In Kürze
Ein Lebensarbeitszeitkonto ermöglicht das langfristige Ansparen von Zeit oder Entgelt für spätere Freistellungen. Es dient der flexiblen Gestaltung von Erwerbsphasen innerhalb eines fortbestehenden Arbeitsverhältnisses.
Definition
Das Lebensarbeitszeitkonto ist ein arbeitszeitrechtliches Instrument zur langfristigen Ansammlung von Wertguthaben aus Arbeitszeit oder Arbeitsentgelt. Es erfasst angesparte Werte, die für spätere vollständige oder teilweise Freistellungen verwendet werden.

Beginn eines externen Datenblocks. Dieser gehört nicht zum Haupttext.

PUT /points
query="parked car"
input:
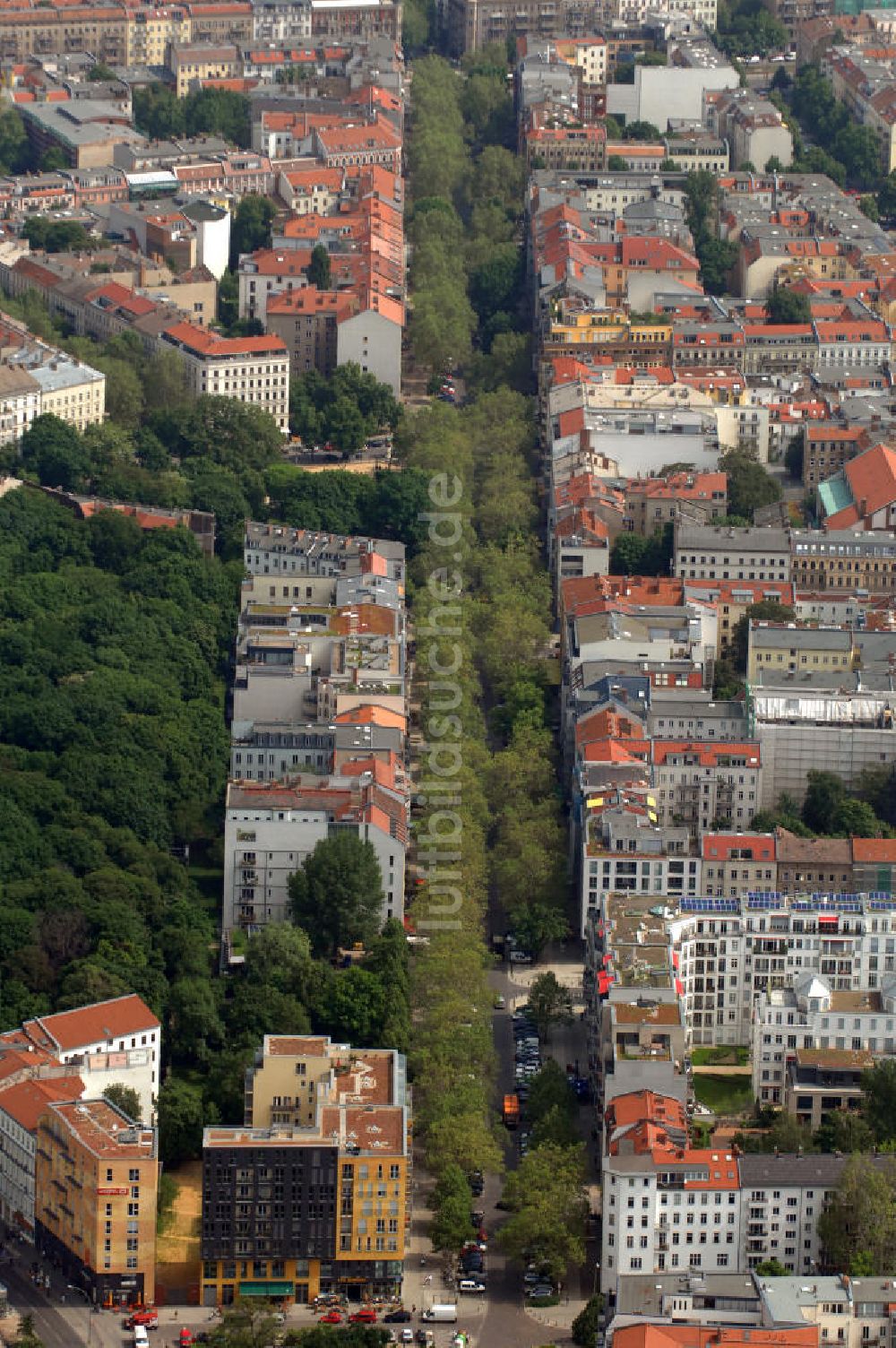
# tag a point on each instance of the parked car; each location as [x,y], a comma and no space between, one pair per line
[149,1318]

Ein solches Modell liegt vor, wenn Ansparphase, Entsparphase, Verwendungszweck und Wertumrechnung verbindlich festgelegt sind. Die angesparten Guthaben werden regelmäßig als Zeit oder Geld geführt und in Entgeltwerte umgerechnet.
Rechtsgrundlage bildet insbesondere:
- § 7b Sozialgesetzbuch Viertes Buch (SGB IV)

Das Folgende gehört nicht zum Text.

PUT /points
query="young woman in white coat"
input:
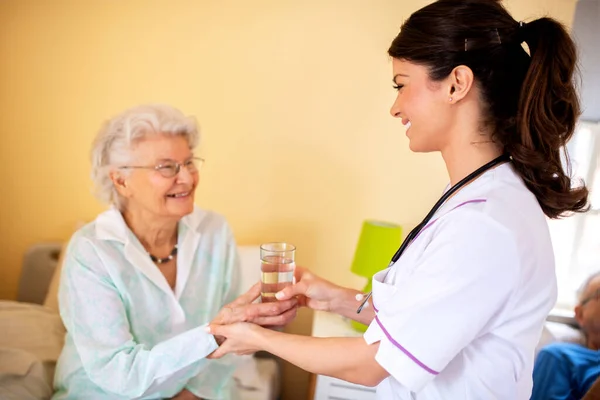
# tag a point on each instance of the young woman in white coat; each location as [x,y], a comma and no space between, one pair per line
[459,311]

Ergänzend ist eine verpflichtende Insolvenzsicherung nach:
- § 7d SGB IV
Voraussetzung ist, dass das Arbeitsverhältnis während der Freistellung rechtlich fortbesteht. Während der Freistellung erfolgt die Entgeltzahlung aus dem zuvor gebildeten Wertguthaben unter fortbestehendem Sozialversicherungsschutz.
Der Begriff begründet keinen gesetzlichen Anspruch auf Einrichtung oder Nutzung eines solchen Kontos.
Abzugrenzen ist das Lebensarbeitszeitkonto von:
- kurzfristigen Arbeitszeitkonten, die dem zeitnahen Ausgleich von Mehrarbeit dienen
In der Praxis wird das Instrument zur Planung längerer Freistellungen oder gleitender Übergänge in den Ruhestand eingesetzt. Die konkrete Ausgestaltung erfolgt regelmäßig durch individualvertragliche oder kollektivrechtliche Vereinbarungen.
Die Bewertung des Guthabens erfolgt wertneutral und unabhängig von späteren Änderungen der Arbeitszeitstruktur.